The clear intendment of Congress as expressed both in the 1921 and prior acts and in 1924 and subsequent acts, was to tax to the operator of a public utility, under the conditions specified, only the income accruing to and derived by such person, and it was merely the method of levying, assessing and collecting the tax which was changed by the 1924 enactment. That change was made for the purpose of insuring relief to the state or political subdivision from any burden of taxation, and likewise to insure that the person operating the public utility would not receive any benefit of exemption from tax in that connection.

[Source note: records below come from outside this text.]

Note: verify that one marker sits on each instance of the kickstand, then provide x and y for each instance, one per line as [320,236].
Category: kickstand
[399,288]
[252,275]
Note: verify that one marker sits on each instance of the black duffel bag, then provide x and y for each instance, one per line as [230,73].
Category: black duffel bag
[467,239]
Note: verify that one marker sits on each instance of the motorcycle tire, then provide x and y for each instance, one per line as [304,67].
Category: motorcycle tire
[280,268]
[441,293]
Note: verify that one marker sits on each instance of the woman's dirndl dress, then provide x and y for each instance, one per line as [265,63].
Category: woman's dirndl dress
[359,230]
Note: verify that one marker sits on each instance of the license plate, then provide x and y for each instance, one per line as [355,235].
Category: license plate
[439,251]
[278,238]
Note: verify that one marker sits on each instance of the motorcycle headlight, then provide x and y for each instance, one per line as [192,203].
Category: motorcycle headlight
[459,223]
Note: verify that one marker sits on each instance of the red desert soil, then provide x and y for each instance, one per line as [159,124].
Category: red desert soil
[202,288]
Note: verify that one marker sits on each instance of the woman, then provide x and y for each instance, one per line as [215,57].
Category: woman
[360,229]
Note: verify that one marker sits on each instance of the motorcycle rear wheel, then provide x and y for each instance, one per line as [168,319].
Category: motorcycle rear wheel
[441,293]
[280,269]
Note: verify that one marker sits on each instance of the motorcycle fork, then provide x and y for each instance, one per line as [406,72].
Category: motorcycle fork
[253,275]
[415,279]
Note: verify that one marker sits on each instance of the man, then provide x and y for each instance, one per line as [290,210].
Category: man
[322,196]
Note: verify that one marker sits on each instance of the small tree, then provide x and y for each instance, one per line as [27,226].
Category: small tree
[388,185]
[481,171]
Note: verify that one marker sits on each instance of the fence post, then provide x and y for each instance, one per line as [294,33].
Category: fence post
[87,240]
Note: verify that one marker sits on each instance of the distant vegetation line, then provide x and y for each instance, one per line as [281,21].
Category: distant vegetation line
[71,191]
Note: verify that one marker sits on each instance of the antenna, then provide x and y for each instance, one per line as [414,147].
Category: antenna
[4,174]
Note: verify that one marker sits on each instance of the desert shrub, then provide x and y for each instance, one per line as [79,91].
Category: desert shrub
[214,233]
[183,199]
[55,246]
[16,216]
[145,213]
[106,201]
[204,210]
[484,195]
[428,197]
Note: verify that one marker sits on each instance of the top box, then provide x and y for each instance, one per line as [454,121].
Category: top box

Petitioner can not successfully argue, and as we understand does not in fact contend, that it should not bear the burden of the tax upon the income accruing to and actually received by it. This it has not yet done in respect of the years before us. On the other hand, if petitioner be now required to pay the deficiencies asserted by respondent, it is plain, of course, that it will then have paid more than the amount of tax due on its own income, but this result flows from the failure of petitioner to pay the tax, as required of it by the statute, at the time of filing its returns, and it has no legal cause of complaint against the Government. Its remedy lies in making proper adjustment of its accounts with the city. If and when the requirements of the statute have been fully complied with, and when proper adjustments have been made between the petitioner and the city in accordance with the terms of their contract, the net result will be that petitioner will have borne only the tax due upon its own income, and the city will have had refunded to it the tax assessed against and paid out of its funds by petitioner. We must, therefore, approve the deficiencies determined by respondent.
Reviewed by the Board.
Judgment will be entered for the respondent.